Product and system architecture overview for Watson Explorer oneWEX on IBM Cloud Private

Product architecture overview

IBM Watson® Explorer oneWEX components collect data from your enterprise; parse, analyze, and extract meaning from information; and create a text index that users can query.

A collection represents the set of sources that users can search and mine with a single query. When you create a collection, you specify which sources you want to include and configure options for how users can query the indexed data.

Creating and administering a collection involves the following activities.

Data Ingestion
The crawler components collect documents from data sources, either on a continual basis or according to a schedule that you specify. Frequent crawling ensures that users always have access to the latest information. In addition to crawling data sources, you can add content to a collection by importing CSV files. Moreover, converters are used to convert data retrieved by crawlers into data that is suitable for indexing.
Data Enrichment
The analytics pipeline extracts text from documents, does linguistic analysis, finds meaningful word and phrases, extracts entities, and performs custom analysis on each document. The detailed content analysis provides facets of data that can be used for exploring the content. Indexing data.
Machine Learning
Machine learning utilizes the analytics pipeline to learn the features in text to realize document classification or the search relevancy tuning with a ranker. Various out-of-the-box analysis or custom analysis allows the flexible feature engineering.
Exploration
The index components add data from new and changed documents to the index. The content analytics miner provides an interactive graphical interface for exploring analyzed content to discover relationships and anomalies.
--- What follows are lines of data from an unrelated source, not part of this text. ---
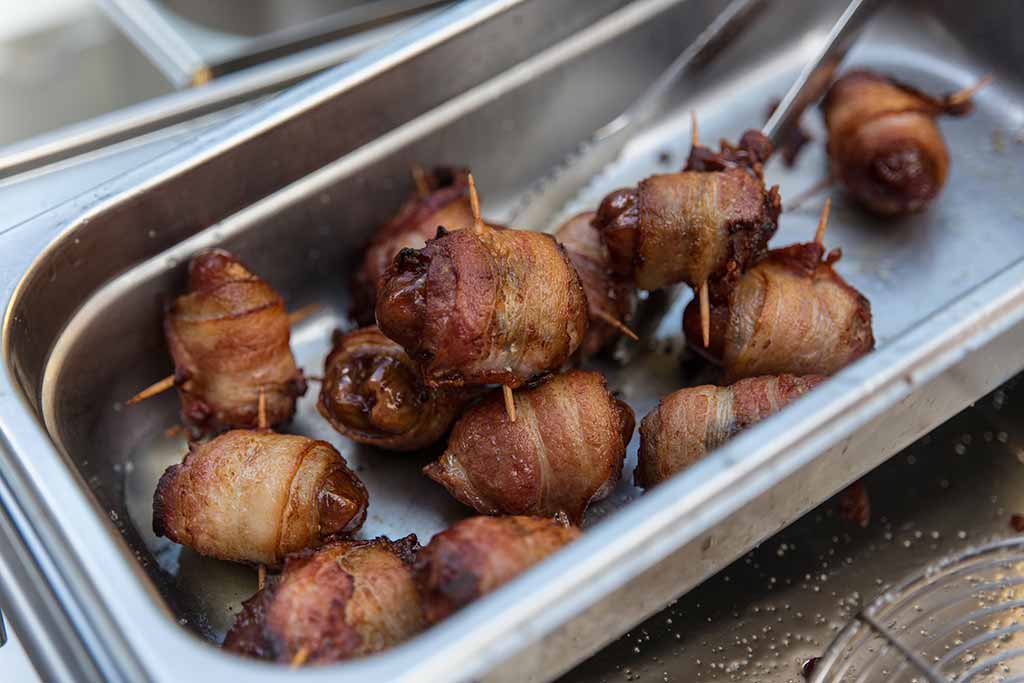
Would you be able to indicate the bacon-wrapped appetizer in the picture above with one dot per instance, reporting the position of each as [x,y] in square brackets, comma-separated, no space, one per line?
[884,143]
[257,496]
[484,305]
[441,199]
[477,555]
[229,339]
[348,599]
[702,226]
[690,423]
[373,393]
[610,299]
[791,313]
[564,451]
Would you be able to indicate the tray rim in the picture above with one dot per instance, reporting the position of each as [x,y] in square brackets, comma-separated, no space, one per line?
[772,452]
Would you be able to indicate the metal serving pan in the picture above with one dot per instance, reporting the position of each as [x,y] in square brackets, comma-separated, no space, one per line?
[297,184]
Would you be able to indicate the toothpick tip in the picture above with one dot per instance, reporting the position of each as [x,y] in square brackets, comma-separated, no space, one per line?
[705,297]
[819,233]
[509,402]
[152,390]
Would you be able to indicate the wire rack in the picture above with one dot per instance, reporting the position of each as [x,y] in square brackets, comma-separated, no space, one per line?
[960,621]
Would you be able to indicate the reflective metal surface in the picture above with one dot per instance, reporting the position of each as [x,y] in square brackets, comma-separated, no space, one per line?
[775,611]
[297,184]
[193,42]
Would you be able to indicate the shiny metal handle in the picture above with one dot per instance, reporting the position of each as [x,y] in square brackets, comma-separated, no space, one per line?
[817,75]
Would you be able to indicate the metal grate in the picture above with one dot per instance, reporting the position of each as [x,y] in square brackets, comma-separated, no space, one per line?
[960,621]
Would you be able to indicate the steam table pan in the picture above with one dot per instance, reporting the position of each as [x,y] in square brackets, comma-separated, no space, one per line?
[296,185]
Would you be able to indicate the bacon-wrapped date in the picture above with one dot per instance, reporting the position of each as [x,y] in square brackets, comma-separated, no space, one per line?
[690,423]
[564,450]
[608,296]
[257,496]
[884,143]
[484,306]
[373,393]
[348,599]
[477,555]
[706,222]
[228,337]
[441,200]
[791,313]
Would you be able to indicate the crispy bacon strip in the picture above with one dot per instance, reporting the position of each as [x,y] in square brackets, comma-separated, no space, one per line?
[228,338]
[444,203]
[487,306]
[607,295]
[884,143]
[477,555]
[257,496]
[373,393]
[690,423]
[564,451]
[707,222]
[791,313]
[348,599]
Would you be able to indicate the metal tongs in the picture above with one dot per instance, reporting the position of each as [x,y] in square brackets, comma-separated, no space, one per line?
[552,196]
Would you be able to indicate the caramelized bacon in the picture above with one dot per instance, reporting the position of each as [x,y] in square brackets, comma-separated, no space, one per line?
[229,338]
[606,294]
[348,599]
[564,451]
[373,393]
[257,496]
[444,203]
[884,143]
[791,313]
[690,423]
[477,555]
[488,306]
[707,222]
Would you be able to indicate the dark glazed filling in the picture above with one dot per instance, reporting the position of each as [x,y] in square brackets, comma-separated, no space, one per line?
[617,220]
[904,173]
[341,503]
[375,393]
[401,306]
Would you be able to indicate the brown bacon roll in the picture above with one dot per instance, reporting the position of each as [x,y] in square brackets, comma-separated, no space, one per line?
[690,423]
[564,450]
[477,555]
[606,294]
[373,393]
[488,306]
[884,143]
[791,313]
[444,203]
[229,337]
[257,496]
[707,222]
[348,599]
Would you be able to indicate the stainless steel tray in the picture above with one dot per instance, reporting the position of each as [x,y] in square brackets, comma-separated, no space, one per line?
[297,184]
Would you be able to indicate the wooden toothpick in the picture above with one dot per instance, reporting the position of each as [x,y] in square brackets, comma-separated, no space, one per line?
[819,235]
[509,402]
[969,92]
[474,203]
[705,313]
[152,390]
[261,420]
[300,657]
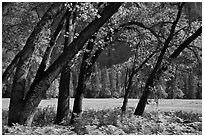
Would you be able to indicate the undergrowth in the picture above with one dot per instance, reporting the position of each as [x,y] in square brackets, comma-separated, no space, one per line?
[109,122]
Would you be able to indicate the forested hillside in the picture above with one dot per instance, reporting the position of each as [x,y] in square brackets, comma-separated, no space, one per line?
[63,50]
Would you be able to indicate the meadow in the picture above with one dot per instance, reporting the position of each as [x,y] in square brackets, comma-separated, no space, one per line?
[104,117]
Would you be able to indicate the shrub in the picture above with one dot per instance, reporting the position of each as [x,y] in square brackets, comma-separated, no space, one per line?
[111,122]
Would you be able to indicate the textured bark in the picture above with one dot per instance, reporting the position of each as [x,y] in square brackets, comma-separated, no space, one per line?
[37,90]
[77,108]
[156,72]
[129,83]
[155,75]
[9,70]
[63,106]
[18,87]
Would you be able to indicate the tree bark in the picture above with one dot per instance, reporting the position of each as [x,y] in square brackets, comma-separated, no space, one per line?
[63,106]
[77,109]
[18,87]
[37,90]
[129,83]
[155,75]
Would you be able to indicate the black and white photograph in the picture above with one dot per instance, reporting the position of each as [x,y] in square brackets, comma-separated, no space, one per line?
[101,68]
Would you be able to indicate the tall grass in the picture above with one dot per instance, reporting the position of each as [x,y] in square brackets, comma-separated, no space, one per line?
[110,122]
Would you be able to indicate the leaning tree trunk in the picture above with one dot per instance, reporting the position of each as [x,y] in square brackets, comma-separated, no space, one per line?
[156,74]
[134,72]
[77,108]
[38,89]
[17,94]
[63,106]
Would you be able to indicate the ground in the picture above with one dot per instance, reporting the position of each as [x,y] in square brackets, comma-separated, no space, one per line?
[164,104]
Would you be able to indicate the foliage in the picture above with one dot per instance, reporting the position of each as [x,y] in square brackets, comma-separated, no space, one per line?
[111,122]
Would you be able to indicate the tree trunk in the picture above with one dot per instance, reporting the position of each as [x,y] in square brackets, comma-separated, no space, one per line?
[156,74]
[38,89]
[18,88]
[77,109]
[63,106]
[129,82]
[157,71]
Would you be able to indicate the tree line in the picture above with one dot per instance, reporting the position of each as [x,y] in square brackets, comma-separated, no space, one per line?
[105,49]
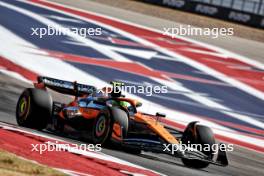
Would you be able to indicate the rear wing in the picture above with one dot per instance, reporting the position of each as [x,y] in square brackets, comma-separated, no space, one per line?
[64,87]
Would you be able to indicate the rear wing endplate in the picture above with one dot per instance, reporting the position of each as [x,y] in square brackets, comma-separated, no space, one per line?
[65,87]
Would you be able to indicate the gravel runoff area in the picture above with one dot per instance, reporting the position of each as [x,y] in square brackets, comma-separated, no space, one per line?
[12,165]
[185,17]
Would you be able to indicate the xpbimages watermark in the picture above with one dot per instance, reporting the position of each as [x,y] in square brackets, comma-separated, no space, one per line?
[183,30]
[147,90]
[58,30]
[58,147]
[173,148]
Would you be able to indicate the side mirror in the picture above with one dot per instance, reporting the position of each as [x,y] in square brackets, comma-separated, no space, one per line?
[139,104]
[159,114]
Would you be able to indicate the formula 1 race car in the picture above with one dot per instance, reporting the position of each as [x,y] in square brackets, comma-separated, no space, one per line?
[105,116]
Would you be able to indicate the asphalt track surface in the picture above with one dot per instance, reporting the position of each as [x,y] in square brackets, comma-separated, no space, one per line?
[242,161]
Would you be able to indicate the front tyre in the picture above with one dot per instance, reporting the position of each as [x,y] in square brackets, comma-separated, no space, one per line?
[34,108]
[198,134]
[101,129]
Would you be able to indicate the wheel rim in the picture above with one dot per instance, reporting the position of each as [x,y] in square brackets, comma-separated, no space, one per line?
[100,126]
[23,108]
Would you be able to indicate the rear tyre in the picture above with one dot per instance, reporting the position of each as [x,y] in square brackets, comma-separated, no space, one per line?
[201,135]
[34,108]
[101,129]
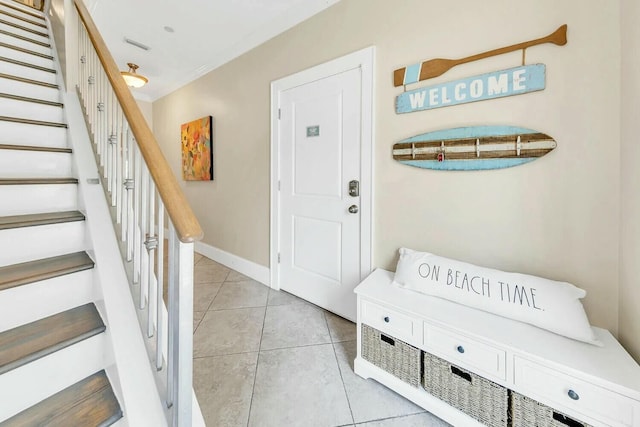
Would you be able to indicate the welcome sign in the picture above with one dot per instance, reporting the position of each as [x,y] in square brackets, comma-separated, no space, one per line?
[498,84]
[547,304]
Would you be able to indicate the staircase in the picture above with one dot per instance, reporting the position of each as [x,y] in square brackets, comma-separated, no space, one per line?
[56,358]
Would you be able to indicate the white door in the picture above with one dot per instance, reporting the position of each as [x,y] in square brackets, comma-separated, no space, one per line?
[319,155]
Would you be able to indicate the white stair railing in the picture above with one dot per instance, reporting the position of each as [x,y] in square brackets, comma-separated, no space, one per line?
[145,198]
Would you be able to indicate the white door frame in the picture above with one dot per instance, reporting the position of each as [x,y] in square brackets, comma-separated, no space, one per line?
[364,60]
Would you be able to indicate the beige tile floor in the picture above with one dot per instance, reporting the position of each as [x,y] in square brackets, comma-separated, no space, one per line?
[267,358]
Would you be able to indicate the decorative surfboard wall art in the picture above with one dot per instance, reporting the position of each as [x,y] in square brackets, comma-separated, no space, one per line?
[498,84]
[473,148]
System architecture overview

Watson™ Explorer oneWEX uses cloud-based resource management based on container technologies. Activities are mapped to Kubernetes objects as shown here.

WKS ML Service (version 12.0.2.2 and later)
The WKS ML Service controller manages WKS ML models and provides runtime to extract annotations with the model's Kubernetes controller name.
Kubernetes controller name
WKSML
Minimum number of pods
1
Persistence volume name
Not applicable
Persistence volume content
Not applicable
Gateway (version 12.0.2 and later)
The Gateway controller manages web application servers (Content Miner, Admin Console and Application Builder) and REST API server.
Kubernetes controller name
Gateway
Minimum number of pods
1 (Default value is 2.)
Persistence volume name
wex-data (shared)
Orchestrator (version 12.0.2 and later)
The Orchestrator controller manages background process schedulers (e.g. Enrichment task manager, Exporter process).
Kubernetes controller name
Orchestrator
Minimum number of pods
1 (Maximum value is 1.)
Persistence volume name
wex-data (shared)
NLP (version 12.0.2 and later)
The NLP controller manages Realtime the NLP API server.
Kubernetes controller name
NLP
Minimum number of pods
1
Persistence volume name
wex-data (shared)
Database (version 12.0.2 and later)
The Database controller stores user information, logs, and configuration.
Kubernetes controller name
Database
Minimum number of pods
1 (Maximum value is 1.)
Persistence volume name
wex-data (shared)
Management and Application (version 12.0.1 and earlier)
Description
The Management controller works as an endpoint and a hub. When a user requests a task such as starting a crawler or starting machine learning, the Management controller dispatches the request to the appropriate controller and monitors the status of submitted tasks. In addition, Management controls the applications such as Content Miner, administration applications, and the REST API endpoint.
Kubernetes controller name
Management
Minimum number of pods
1 (This value cannot be increased.)
Persistence volume name
wex-data
Persistence volume content
User information, configuration data for pod communication, logs.
Ingestion
Description
The Ingestion controller controls the data ingestion.
Kubernetes controller name
Ingestion
Minimum number of pods
1
Persistence volume name
Not applicable.
Persistence volume content
Not applicable.
Enrichment and Machine Learning
Description
The HDP controller runs data processing applications using distributed computing infrastructure. Enrichment and machine learning are done on this controller. To scale up, increase the number of worker pods, which is the HDP-worker pod.
Kubernetes controller name
HDP
Minimum number of pods
4 (2 worker, 1 name node, 1 resource node)
Persistence volume name
wex-hdp-pn, wex-hdp-nn, wex-hdp-log
Persistence volume content
Datasets, resources for enrichment and machine learning.
Exploration
Description
The Discovery controller manages the text index for search and content mining. Increasing the number of pods affects both index and search performance.
Important: Once you increase the number of pods for the Discovery controller, you cannot scale down the number of pods for this controller.
Kubernetes controller name
Discovery
Minimum number of pods
1
Persistence volume name
wex-index
Persistence volume content
Index data.
Configuration
Description
The Config controller manages the configuration of system resources such as dataset, collection or crawlers. To scale up, increase the number of pods for the Config controller. The number of pods should be 3 or 5.
Kubernetes controller name
Config
Minimum number of pods
3
Persistence volume name
wex-config
Persistence volume content
Collection and file resource information.

IBM Cloud Private management console provides a graphical user interface to manage and monitor your Kubernetes objects.